Thursday, March 11, 2010

Grieg - Piano Concerto in A Minor, Op. 16

The very first thing to be aware of in this concerto is the way the orchestra and piano alternate; rarely do the two forces lay together as equal partners. Rather, either the piano or the orchestra leads, and most often the orchestral sections are little more than melodic bridges linking the technically demanding piano solos. Another important element to note is the fluidity of the structure; frequently the pace speeds and slows, ebbing and flowing freely.

The beginning of the concerto is dramatic; a quiet timpani roll rapidly gets louder and erupts into one chord blasted by the entire orchestra and the piano. From within this explosion the piano emerges with its first solo, a thoughtful yet powerful introduction instantly establishing the romantic mood of the work. The pianos final note is held as it fades away, leading to a momentary pause. The silence is filled as the strings provide a jerky accompaniment for the woodwinds, who quietly establish the melody; it is tentative and tinged with sorrow. The clarinet and bassoon continue the theme with a lyrical line becoming more intense and passionate when echoed by the flutes, oboe, and first violins.

The piano then takes the melody and plays it nobly and somewhat dreamily, qualities heightened when the strings add a lush background. Left alone, the piano speeds up, becoming animated with a series of uneven, flitting passages. Listen for the way the oboe joins the piano, adding its soulful tone echoing the pianos melodic line. Then, after a gradual slowdown, the mood changes again, becoming ultraromantic as the cellos play a gorgeous solo conjuring up images of candlelit elegance. Following the pattern of alternation established early in the movement, the piano takes this new melody, turning it into a dreamy, thoughtful little phrase accompanied only by sustained, quiet notes in the strings; the dreaminess is heighten by the solo bassoon adding its plantitive tone.

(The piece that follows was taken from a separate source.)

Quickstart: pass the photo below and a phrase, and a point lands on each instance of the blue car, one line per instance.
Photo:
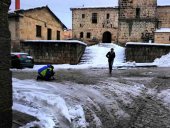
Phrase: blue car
(21, 60)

Slowly the speed increases, leading to another piano solo ending as the orchestra takes over excitedly. This, the first extended orchestra solo, is punctuated by dramatic trumpet calls ringing through with militaristic fervor, tempered by a subdued horn solo and fading into the return of the solo piano. This rhapsodic solo is accompanied by tender solos from the flute and horn. But the mood is shattered by a determined outburst from the orchestra as the piano part turns even more rhapsodic and florid, gradually speeding up. The orchestra grows angrier with a series of blasts interrupted by the piano. Ultimately, as the strain eases, the orchestra fades, replaced by the solo piano reprising the movements original melody.

The next sections are basically repeats of what has already been heard. As before, the piano becomes animated, speeding up, flitting gracefully over the keys. The ultraromantic cello solo returns and re-creates the candlelit aura echoed by the dreamy piano solo then heightened by a beautiful duet for the horn and piano. When the piano takes over accompanied only by quiet bits in the orchestra, the intensity and passion increase, gradually leading to a determined outburst by the orchestra. Weighted down, the pace slows and leads to a dramatic timpani roll followed by an abrupt full stop. Quickly filling the silence, the piano plays its cadenza, an extended rhapsodic interlude evoking romantic images as it ebbs and flows, a passionate, dramatic, technical tour de force for the soloist.

As the cadenza ends, the horn, timpani, and strings take over, leisurely at first. But when the solo oboe and bassoon play the melody over an agitated string accompaniment, the speed picks up. The piano enters reprising the movements opening piano solo, then joining with the whole orchestra for a frantic race to the movements final explosive chord and dramatic timpani roll.